When humans go back to the Moon—and NASA plans to return by 2024—they will need water. For now, astronauts expect to bring their own. But future space explorers aim to take advantage of the water stored as ice, discovered at the Moon’s poles in shadowed regions.
A new team including researchers from the University of Hawaiʻi at Mānoa School of Ocean and Earth Science and Technology (SOEST) will investigate the origins and evolution of water and other volatiles on the Moon’s surface. The group is one of NASA’s eight new Solar System Exploration Research Virtual Institutes.
UH will receive a $2.7-million grant to be dispersed over five years with the investigation being led by Hope Ishii, research professor at SOEST’s Hawaiʻi Institute of Geophysics and Planetology. Other members of the UH team are Paul Lucey, John Bradley, Shuai Li, Tayro Acosta-Maeda and Barbara Bruno at UH Mānoa, and Heather Kaluna at UH Hilo, including several graduate students and postdoctoral researchers.
The Interdisciplinary Consortium for Evaluating Volatile Origins (ICE Five-O) grant will allow researchers to study the effects of interactions between lunar soil and simulants with volatiles at nanometer-length scales in the transmission electron microscope at UH’s Advanced Electron Microscopy Center—while controlling the temperature from the cryogenic conditions in permanently-shadowed regions to the warmer temperatures of sunlit regions.
“Revealing the source of the Moon’s water can, in turn, inform us about how the Earth got its water,” said Jeffrey Gillis-Davis, research associate professor of physics at Washington University in St. Louis and principal investigator of the ICE Five-O team. “If we see that the water wasn’t sourced entirely from lunar volcanoes—that it was delivered later—then it would be a strong indicator that Earth’s oceans formed at least in part by water delivered after Earth’s formation, rather than during its accretion in the early solar system.”
This will allow researchers to study the effects of space weathering in the harsh environment.
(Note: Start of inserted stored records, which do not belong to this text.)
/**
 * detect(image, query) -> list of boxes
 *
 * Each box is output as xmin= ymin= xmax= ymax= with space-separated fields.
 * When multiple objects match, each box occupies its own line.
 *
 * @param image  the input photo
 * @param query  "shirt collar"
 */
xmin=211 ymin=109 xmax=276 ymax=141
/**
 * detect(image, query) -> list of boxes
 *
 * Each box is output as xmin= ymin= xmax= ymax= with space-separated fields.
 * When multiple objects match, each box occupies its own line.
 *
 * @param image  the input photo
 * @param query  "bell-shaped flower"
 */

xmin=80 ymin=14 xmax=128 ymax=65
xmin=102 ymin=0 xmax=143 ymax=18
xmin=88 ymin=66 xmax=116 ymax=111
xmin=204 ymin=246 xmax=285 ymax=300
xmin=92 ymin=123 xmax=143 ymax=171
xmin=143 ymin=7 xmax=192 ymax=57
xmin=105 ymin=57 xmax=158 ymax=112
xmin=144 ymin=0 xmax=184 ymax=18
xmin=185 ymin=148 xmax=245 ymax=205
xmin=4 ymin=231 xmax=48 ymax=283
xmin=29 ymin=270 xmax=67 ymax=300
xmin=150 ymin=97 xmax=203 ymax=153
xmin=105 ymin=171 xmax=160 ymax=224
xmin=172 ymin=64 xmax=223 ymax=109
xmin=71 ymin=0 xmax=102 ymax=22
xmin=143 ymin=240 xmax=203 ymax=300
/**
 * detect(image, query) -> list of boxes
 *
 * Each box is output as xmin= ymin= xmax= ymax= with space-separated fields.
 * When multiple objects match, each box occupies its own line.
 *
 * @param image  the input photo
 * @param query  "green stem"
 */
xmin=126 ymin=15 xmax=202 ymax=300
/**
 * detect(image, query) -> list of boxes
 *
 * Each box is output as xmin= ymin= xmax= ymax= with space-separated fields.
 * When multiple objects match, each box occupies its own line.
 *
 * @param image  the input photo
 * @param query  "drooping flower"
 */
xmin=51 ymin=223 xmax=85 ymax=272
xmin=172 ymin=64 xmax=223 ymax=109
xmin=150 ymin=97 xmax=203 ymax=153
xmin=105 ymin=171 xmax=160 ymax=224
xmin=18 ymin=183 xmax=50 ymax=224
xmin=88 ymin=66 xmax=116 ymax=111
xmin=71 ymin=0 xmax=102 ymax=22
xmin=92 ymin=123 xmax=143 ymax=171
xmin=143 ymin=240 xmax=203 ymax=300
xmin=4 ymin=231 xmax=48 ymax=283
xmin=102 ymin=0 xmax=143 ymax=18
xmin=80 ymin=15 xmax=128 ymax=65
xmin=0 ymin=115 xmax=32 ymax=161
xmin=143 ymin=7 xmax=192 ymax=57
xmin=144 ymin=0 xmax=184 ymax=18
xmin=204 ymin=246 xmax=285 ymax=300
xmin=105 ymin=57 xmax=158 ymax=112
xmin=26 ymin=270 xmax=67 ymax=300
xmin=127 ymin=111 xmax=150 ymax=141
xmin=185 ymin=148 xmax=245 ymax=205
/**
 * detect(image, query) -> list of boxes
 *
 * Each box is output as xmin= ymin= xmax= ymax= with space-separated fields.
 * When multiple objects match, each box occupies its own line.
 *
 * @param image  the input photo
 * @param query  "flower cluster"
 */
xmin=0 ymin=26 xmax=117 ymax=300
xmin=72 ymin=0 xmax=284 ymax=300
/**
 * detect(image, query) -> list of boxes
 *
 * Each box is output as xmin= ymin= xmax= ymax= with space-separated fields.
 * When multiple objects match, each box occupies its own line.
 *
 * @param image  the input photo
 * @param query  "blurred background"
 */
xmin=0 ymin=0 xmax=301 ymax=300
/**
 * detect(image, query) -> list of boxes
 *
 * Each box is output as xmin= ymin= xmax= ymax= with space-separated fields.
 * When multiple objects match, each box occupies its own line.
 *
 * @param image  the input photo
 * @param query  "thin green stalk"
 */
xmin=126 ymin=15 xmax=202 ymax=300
Ions streaming from the sun and high-velocity dust-sized particles release huge amounts of energy that transform lunar minerals into glass and can destroy ice, or lead to chemical processes.
“Studying the effects of volatiles and space weathering on the minerals, glasses and organics in the Moon’s soil will ultimately contribute to our ability to trace volatiles backwards to their sources,” said Ishii.